昨年10月渋谷シアターコクーンで海老蔵が「オイディプス」を演じましたけれど、この時のイギリスの演出家マシュー・ダンスターのコンセプトが、古代ギリシアの悲劇を近未来に置き換えたものでした。疫病が蔓延するテーバイの街は、大気が病原菌で汚染されているので分厚いシェルターに守られています。換気扇の低い機械音が耐えず響いており、街外へ出る人はみなさん物々しい防護服とマスクを着用しています。街に入る人はゲートでシャワーで除染・消毒をして防護服を脱いでから舞台中央に登場します。為政者は直接人民に語り掛けるのではなく、カメラに向かって「にこやかな」笑顔を作り、大テレビ画面でリモート演説するという具合でした。半年後にこれとそっくりの場面が現出するとは。今時この舞台を出したら「ワル乗りし過ぎだ」と怒る人がいるかも知れませんねえ。これはまあダンスターの慧眼であったと言って置きましょうかね。しかし、今思えばあれはなかなか暗示的であったなと云う気がします。この世界に在って・これまで見えてこなかった歪みがいろんなところで顕在化して来そうです。
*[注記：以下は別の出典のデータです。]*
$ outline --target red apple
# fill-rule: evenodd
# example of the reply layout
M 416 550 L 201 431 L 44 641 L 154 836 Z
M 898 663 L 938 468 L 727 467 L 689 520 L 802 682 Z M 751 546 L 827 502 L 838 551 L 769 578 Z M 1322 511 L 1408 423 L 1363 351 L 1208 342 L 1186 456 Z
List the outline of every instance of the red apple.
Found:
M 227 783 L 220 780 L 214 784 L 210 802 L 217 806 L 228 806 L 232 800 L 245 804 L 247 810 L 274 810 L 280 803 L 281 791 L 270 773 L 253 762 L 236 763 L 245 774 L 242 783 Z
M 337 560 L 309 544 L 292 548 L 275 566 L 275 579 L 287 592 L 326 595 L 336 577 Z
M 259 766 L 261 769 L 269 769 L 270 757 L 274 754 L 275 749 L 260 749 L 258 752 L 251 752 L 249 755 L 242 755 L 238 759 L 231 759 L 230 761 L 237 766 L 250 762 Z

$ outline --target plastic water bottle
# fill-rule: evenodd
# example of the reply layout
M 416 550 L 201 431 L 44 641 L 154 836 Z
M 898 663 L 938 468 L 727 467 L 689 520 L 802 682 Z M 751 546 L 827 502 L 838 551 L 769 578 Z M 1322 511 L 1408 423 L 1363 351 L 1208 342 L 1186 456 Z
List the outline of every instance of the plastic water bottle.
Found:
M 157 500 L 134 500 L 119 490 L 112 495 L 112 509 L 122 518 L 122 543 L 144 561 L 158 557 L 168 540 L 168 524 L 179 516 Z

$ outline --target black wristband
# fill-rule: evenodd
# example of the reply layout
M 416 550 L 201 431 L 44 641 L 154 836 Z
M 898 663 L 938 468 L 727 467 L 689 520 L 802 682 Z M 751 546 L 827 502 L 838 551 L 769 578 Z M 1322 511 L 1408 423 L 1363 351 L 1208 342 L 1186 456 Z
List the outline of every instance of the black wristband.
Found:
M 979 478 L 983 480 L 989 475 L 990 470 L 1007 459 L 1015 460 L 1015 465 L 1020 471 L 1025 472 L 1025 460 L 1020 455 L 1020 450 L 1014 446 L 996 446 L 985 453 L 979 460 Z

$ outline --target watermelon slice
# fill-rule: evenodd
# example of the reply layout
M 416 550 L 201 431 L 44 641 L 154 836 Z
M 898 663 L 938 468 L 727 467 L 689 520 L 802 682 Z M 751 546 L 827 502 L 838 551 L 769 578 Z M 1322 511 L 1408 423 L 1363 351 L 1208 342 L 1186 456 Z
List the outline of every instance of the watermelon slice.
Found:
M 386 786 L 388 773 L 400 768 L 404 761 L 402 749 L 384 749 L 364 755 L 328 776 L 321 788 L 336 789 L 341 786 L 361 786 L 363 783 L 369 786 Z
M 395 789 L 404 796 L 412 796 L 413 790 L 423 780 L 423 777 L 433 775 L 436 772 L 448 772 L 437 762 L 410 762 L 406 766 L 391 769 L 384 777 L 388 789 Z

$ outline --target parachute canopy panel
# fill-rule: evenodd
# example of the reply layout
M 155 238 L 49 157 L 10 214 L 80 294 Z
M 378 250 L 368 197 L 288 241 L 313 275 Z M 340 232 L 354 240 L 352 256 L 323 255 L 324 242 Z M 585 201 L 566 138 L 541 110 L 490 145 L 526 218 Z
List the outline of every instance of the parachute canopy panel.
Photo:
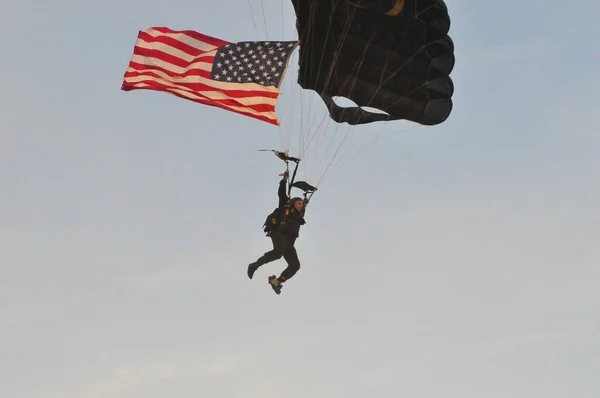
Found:
M 442 0 L 292 3 L 300 40 L 298 83 L 321 96 L 336 122 L 436 125 L 448 118 L 455 59 Z M 333 97 L 358 106 L 340 107 Z

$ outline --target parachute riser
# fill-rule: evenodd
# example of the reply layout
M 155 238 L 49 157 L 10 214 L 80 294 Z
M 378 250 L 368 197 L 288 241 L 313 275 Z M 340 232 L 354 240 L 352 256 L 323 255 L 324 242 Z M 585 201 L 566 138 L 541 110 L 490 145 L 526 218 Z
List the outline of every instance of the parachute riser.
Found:
M 312 198 L 314 193 L 315 193 L 315 191 L 304 192 L 304 206 L 306 206 L 308 204 L 308 202 L 310 202 L 310 198 Z
M 300 161 L 296 162 L 296 167 L 294 167 L 294 172 L 292 173 L 292 179 L 288 182 L 288 197 L 290 197 L 290 195 L 292 194 L 292 185 L 294 185 L 294 181 L 296 180 L 296 173 L 298 172 L 299 165 Z

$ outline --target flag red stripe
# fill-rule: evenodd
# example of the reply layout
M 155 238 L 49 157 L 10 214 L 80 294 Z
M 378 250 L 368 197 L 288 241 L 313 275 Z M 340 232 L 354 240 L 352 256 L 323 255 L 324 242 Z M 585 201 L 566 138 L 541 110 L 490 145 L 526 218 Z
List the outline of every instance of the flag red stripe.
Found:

ところで別稿「語り物演劇の系譜」でも触れましたが、近頃吉之助は文楽床本を朗読することを始めました。自粛生活を続けて数か月も外出を控えていると、体力も落ちるし、他人と会話する機会がめっきり減ったせいか、しゃべっていて言葉がどうもスムーズに出てこないもどかしさを感じることが多くなりました。歳のせいかボケが兆して来たのかも知れません。吉之助は人前で歌舞伎の話をすることもあるので、これでは困る。そこで脳の訓練のために床本を朗読することを始めたわけです、義太夫語りを学ぶわけではないので節附けは加えず、いわゆる朗読ごっこに過ぎませんが、これがなかなか役に立ちます。床本朗読はまだ始めたばかりですが、ここから「歌舞伎素人講釈」の新たな記事が生まれるかも知れません。